HyperAI

1. Tutorial Introduction

The DiffVox project was jointly released in May 2025 by a research team from Sony AI, Sony Corporation, and Queen Mary University of London. The core capability of this model lies in its advanced inference-time optimization method and innovative introduction of Gaussian prior constraints. This allows it to intelligently transform a raw human voice recording into high-quality audio that audibly approximates the target reference and conforms to professional mixing standards in terms of parameters. It is an advanced model focused on human voice style transfer, and the related paper is titled "...".DiffVox: A Differentiable Model for Capturing and Analysing Vocal Effects Distributions"(Received by DAFx25)" and "Improving Inference-Time Optimisation for Vocal Effects Style Transfer with a Gaussian Prior(Accepted by WASPAA 2025).

This tutorial uses a single RTX 5090 graphics card as the default resource, but a minimum single RTX 4090 graphics card can be used to start the program.

2. Project Examples

3. Operation steps

1. Start the container

2. After entering the webpage, you can use the model

If "Bad Gateway" is displayed, it means the model is initializing. Please wait 2-3 minutes and refresh the page. When using Safari, audio may not play directly and needs to be downloaded first.

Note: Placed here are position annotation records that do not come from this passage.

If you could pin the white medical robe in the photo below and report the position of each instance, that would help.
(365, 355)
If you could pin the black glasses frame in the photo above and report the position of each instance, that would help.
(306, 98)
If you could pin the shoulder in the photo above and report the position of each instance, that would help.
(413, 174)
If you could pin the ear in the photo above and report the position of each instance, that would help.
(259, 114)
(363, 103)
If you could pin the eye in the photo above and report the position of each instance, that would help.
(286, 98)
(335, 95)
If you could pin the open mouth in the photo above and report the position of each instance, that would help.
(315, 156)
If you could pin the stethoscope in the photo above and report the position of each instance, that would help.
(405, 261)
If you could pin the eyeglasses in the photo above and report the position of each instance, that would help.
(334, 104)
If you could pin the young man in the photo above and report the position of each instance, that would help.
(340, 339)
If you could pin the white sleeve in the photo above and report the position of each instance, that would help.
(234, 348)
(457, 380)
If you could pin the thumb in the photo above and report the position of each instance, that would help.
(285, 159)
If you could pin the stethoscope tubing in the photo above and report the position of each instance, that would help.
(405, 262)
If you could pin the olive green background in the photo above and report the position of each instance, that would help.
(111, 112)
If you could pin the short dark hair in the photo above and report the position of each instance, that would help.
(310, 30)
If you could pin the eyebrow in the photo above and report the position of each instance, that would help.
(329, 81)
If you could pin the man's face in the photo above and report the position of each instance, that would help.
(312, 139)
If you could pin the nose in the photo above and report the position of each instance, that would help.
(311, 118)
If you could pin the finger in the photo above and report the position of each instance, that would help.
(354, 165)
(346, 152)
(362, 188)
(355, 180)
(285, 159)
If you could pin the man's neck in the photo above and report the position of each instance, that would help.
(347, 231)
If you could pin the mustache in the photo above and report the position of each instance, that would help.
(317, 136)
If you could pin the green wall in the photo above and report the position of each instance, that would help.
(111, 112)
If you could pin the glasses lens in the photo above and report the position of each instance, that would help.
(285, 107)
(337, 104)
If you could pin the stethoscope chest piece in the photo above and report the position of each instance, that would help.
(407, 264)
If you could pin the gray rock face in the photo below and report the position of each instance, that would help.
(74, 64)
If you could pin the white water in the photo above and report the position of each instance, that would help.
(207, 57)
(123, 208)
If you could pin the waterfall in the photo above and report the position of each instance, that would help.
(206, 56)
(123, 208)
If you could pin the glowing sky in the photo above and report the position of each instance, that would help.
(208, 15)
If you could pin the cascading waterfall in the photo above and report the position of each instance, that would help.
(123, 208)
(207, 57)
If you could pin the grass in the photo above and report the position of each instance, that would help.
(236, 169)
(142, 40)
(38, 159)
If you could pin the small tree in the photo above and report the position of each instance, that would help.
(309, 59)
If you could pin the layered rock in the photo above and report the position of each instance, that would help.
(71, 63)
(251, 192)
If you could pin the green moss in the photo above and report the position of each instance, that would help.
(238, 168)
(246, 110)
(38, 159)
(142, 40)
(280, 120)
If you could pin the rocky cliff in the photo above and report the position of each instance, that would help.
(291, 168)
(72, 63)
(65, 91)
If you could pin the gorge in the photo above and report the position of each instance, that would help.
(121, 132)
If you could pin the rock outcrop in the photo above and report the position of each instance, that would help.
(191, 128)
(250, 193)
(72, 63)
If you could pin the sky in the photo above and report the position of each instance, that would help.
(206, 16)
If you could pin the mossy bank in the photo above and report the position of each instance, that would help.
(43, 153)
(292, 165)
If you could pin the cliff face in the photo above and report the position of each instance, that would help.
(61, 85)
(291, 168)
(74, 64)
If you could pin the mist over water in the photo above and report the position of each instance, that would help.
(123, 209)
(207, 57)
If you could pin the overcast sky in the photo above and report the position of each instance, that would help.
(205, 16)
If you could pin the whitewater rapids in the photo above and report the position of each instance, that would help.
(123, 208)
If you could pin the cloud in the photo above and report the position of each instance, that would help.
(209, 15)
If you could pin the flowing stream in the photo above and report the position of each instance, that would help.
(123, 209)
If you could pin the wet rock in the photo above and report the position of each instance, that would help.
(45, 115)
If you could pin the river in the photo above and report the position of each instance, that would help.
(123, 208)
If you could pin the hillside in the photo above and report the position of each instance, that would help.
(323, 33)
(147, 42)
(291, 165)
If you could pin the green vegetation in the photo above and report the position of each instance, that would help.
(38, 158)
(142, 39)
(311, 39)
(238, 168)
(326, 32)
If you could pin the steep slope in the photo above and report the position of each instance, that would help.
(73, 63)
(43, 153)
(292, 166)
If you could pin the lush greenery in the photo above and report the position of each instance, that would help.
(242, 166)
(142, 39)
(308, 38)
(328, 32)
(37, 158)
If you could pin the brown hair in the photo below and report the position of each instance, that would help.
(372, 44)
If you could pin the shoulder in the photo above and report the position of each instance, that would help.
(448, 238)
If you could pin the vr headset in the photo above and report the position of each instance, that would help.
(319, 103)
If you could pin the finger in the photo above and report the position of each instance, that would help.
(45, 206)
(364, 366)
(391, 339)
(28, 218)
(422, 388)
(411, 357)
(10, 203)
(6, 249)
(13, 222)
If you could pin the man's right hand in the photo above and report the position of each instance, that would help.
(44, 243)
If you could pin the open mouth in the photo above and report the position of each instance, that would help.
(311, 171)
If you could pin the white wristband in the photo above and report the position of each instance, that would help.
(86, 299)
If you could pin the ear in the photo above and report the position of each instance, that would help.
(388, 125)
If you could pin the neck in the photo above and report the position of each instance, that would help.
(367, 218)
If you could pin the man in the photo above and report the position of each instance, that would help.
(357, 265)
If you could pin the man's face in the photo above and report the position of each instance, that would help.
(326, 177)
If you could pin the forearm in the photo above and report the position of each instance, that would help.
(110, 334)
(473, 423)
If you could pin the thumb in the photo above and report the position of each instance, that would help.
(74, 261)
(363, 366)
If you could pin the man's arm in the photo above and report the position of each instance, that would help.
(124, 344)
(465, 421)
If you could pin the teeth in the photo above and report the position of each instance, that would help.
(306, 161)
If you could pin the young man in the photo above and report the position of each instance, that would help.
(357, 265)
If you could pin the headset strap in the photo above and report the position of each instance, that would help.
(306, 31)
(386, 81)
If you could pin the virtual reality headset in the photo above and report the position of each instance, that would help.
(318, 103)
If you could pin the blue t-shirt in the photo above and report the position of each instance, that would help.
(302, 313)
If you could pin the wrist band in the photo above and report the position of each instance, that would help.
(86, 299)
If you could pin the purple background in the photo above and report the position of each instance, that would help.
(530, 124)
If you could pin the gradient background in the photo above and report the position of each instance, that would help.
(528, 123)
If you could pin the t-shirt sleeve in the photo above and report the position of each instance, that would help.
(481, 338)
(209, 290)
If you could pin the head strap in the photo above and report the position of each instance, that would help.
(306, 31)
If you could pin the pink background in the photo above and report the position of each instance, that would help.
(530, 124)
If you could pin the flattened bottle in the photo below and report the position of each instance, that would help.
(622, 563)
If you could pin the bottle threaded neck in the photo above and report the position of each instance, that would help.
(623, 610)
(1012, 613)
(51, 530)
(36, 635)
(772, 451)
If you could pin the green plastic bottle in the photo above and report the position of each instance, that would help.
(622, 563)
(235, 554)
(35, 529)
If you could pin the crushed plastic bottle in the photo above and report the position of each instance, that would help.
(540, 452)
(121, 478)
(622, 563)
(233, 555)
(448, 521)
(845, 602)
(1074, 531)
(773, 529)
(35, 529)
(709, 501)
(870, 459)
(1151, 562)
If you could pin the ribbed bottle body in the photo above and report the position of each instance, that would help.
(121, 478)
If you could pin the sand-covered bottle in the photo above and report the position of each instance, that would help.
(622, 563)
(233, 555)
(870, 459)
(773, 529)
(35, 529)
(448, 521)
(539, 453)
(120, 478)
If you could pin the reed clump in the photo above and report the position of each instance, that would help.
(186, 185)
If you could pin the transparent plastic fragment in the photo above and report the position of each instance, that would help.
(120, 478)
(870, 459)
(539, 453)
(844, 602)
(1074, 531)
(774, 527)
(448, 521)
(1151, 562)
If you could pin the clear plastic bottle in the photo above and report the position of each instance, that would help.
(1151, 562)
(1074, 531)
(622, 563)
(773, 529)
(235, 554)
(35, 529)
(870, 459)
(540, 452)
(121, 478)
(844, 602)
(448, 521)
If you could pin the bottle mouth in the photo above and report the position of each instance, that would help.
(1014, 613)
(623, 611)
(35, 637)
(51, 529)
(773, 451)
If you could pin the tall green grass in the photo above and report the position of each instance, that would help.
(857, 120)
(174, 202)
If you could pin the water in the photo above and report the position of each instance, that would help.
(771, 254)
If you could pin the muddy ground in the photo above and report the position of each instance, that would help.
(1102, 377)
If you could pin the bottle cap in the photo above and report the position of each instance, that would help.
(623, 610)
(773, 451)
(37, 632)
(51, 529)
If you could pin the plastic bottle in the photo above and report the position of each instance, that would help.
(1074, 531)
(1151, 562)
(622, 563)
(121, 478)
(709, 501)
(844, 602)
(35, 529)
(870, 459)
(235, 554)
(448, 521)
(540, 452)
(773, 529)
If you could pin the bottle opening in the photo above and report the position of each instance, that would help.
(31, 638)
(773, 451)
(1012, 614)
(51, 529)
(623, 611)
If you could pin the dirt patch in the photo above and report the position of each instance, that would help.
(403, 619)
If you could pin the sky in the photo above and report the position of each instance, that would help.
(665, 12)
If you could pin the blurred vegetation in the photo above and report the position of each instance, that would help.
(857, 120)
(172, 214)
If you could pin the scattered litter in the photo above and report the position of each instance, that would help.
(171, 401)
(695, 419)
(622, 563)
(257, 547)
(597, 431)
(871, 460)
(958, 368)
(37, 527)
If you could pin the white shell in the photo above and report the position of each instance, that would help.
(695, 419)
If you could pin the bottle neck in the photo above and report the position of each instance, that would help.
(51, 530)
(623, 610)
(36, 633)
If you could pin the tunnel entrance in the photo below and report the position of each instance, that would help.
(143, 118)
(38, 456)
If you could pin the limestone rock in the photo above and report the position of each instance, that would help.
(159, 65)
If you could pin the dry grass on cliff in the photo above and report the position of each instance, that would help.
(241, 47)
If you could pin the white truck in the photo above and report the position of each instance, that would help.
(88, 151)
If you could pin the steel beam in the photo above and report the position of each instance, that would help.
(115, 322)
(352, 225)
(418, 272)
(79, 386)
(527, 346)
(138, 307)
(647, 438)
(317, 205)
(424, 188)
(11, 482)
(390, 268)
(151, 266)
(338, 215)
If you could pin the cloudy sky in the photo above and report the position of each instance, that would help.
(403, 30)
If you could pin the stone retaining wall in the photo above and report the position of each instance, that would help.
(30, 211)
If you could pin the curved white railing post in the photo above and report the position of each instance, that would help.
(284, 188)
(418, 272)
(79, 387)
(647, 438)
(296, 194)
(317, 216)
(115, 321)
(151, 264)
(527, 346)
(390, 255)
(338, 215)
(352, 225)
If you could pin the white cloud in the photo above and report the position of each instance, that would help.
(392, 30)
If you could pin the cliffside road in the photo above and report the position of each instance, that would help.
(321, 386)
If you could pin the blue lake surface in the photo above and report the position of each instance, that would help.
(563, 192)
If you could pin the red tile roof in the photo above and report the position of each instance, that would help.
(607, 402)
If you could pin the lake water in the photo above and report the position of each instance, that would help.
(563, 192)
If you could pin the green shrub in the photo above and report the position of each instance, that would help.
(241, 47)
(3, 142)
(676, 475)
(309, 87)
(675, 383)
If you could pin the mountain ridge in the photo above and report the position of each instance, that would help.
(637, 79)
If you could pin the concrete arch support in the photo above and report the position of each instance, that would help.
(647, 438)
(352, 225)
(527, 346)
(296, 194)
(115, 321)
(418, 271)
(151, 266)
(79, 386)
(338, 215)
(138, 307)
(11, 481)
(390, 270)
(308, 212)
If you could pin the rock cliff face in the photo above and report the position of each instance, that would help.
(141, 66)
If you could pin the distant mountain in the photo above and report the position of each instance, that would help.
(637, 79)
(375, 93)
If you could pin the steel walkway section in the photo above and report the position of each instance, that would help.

Related parameter descriptions

Main controller and preset

Rapid Audio

effectThe main control panel contains core audio processing functions and preset selections.
illustrateThis is the entry point for the entire effects processing chain, responsible for coordinating the work of all effects modules.

Dry/Wet Ratio

effectControlling the mixing ratio of dry sound (original sound) and wet sound (processed sound)
illustrate:
- 0%: Completely dry audio, outputs only the original sound.
- 50%: Dry and wet sound balance mixing
- 100%: Fully wet sound, only outputs processed sound.
applicationUsed to control the intensity of effects processing and avoid over-processing.

Output Audio

effectThe final mixed output audio
illustrateThe complete result after all effects processing and wet/dry mixing.

Dry Audio

effectRaw, unprocessed audio without any effects.
illustrateIt preserves the original characteristics of the recording, making it suitable for comparison or post-processing.

Wet Audio

effectWet sound after all effects processing
illustrateSounds including all effects such as equalization, compression, delay, and reverb.

Select Preset (1~365)

effectPreset Effects Library Selection
illustrate:
- Includes 365 professionally tuned effect presets
- Covering a wide range of music styles and sound characteristics
- It can serve as a starting point for personalized adjustments.

Parametric equalizer

Parametric EQ

effectPrecise tone adjustment tools
illustrateBy using multiple filters to enhance or attenuate specific frequency bands, the spectral characteristics of sound can be shaped.

High-pass filter

effectRemove low-frequency components below a specified frequency.
application:
- Remove low-frequency noises such as breathing sounds and wind sounds.
- Reduce haziness and increase clarity
- Typical settings: 80-120 Hz

Low Shelf (Low-Frequency Shelf-Type Equalizer)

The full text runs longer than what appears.